Microvillus inclusion disease (MVID) is a rare congenital disorder that manifests early in infancy as intractable watery diarrhea. The entity is characterized morphologically by a deficient brush border and apical cytoplasmic inclusions within absorptive cells (enterocytes) due to misplaced assembly of brush border proteins. The diagnosis is based upon histopathology, special stains, immunohistochemistry (IHC), and ultimately upon electron microscopy. Currently, the periodic acid-Schiff stain (PAS) and CD10 IHC are commonly used as adjuncts, but in addition to brush border structures, they stain a variety of apical cytoplasmic inclusions and organelles, thereby interfering with recognition of microvillus inclusions. Villin is a protein that specifically binds to the actin core bundle of microvilli.

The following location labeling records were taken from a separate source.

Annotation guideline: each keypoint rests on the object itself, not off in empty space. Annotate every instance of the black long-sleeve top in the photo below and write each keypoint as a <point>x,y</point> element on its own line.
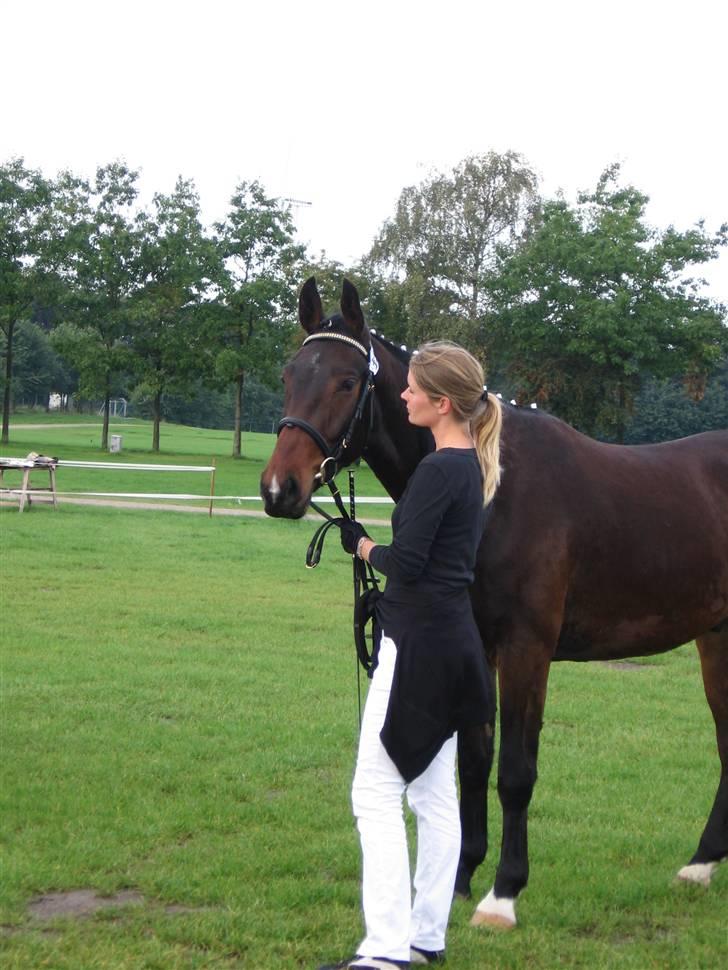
<point>441,681</point>
<point>437,526</point>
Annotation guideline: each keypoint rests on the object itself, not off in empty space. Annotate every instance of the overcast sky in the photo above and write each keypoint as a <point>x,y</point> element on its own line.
<point>342,104</point>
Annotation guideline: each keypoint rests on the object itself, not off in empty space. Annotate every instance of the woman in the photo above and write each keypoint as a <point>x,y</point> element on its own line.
<point>431,676</point>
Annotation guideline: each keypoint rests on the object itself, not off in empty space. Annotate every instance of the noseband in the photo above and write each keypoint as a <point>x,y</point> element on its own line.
<point>333,455</point>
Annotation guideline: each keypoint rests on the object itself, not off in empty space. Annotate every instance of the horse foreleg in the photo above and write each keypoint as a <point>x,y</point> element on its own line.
<point>475,760</point>
<point>522,678</point>
<point>713,845</point>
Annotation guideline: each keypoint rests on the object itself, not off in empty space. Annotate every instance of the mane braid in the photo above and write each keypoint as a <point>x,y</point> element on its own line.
<point>403,356</point>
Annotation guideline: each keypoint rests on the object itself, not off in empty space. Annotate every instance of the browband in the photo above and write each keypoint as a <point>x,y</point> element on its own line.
<point>338,336</point>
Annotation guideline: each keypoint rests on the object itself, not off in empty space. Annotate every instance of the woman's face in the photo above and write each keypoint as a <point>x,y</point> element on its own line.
<point>420,408</point>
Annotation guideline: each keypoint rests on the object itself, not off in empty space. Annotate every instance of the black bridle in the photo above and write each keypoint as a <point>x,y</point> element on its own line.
<point>334,454</point>
<point>364,578</point>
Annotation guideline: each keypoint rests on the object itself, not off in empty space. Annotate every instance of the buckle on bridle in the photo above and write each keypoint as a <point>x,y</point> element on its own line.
<point>321,473</point>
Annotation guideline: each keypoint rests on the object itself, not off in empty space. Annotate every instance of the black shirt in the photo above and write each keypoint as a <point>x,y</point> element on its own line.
<point>437,526</point>
<point>441,681</point>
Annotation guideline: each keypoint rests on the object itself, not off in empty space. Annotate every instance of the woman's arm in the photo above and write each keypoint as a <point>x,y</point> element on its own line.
<point>427,499</point>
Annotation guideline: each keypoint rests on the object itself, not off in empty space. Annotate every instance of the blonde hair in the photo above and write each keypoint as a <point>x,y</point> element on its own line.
<point>445,369</point>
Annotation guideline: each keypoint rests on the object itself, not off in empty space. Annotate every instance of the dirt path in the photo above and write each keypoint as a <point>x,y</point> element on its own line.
<point>170,507</point>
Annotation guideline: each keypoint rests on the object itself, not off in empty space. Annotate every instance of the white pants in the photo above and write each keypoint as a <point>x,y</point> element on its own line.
<point>392,921</point>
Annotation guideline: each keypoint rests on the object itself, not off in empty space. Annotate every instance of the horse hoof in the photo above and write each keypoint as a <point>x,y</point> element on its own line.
<point>498,913</point>
<point>700,873</point>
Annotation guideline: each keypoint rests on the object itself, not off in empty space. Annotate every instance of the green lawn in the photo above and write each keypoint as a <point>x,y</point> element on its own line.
<point>179,718</point>
<point>75,440</point>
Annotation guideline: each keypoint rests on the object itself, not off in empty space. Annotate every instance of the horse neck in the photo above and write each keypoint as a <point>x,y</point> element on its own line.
<point>395,447</point>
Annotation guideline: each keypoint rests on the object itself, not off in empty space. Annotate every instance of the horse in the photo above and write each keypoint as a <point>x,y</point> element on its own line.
<point>591,551</point>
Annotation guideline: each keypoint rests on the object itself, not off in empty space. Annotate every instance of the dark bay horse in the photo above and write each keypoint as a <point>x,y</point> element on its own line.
<point>591,552</point>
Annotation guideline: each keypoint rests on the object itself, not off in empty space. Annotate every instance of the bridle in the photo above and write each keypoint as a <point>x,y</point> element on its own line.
<point>364,578</point>
<point>334,454</point>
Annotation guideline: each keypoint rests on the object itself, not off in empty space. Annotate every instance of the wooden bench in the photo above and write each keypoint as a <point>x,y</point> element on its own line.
<point>33,463</point>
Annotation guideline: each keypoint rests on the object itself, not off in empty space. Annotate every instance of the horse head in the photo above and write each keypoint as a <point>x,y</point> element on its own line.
<point>327,403</point>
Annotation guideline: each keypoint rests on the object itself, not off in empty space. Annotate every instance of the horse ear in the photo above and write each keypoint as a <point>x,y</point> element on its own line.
<point>351,308</point>
<point>310,311</point>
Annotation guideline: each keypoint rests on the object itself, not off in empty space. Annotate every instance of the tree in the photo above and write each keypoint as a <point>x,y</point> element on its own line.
<point>25,258</point>
<point>594,300</point>
<point>181,268</point>
<point>102,272</point>
<point>441,243</point>
<point>663,410</point>
<point>252,323</point>
<point>38,370</point>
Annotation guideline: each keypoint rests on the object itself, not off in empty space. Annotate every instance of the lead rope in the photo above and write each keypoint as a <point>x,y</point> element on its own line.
<point>352,515</point>
<point>363,576</point>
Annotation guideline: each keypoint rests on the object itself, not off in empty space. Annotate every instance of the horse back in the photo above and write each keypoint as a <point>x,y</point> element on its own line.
<point>606,551</point>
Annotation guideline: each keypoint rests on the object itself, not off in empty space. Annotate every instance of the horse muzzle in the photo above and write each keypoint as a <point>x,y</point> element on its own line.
<point>285,499</point>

We utilized villin IHC in formalin-fixed paraffin-embedded gastrointestinal biopsies from 6 patients with MVID, 5 with celiac disease, and 17 children with normal intestinal biopsies and compared the results with those obtained with CD10 IHC and PAS staining. All MVID cases had confirmatory electron microscopy at the time of diagnosis. Villin immunoreactivity was restricted to the brush border in the control groups. In MVID, villin IHC showed attenuation or loss of the surface brush border and also highlighted the cytoplasmic microvillus inclusions with clarity. In MVID, CD10 IHC and the PAS stain also showed attenuation or loss of the surface brush border, but staining of a variety of cytoplasmic structures largely obscured the microvillus inclusions. In sum, villin IHC is a reliable and superior adjunct in the diagnosis of MVID. Study of additional cases will determine whether villin IHC would obviate the need for electron microscopic confirmation.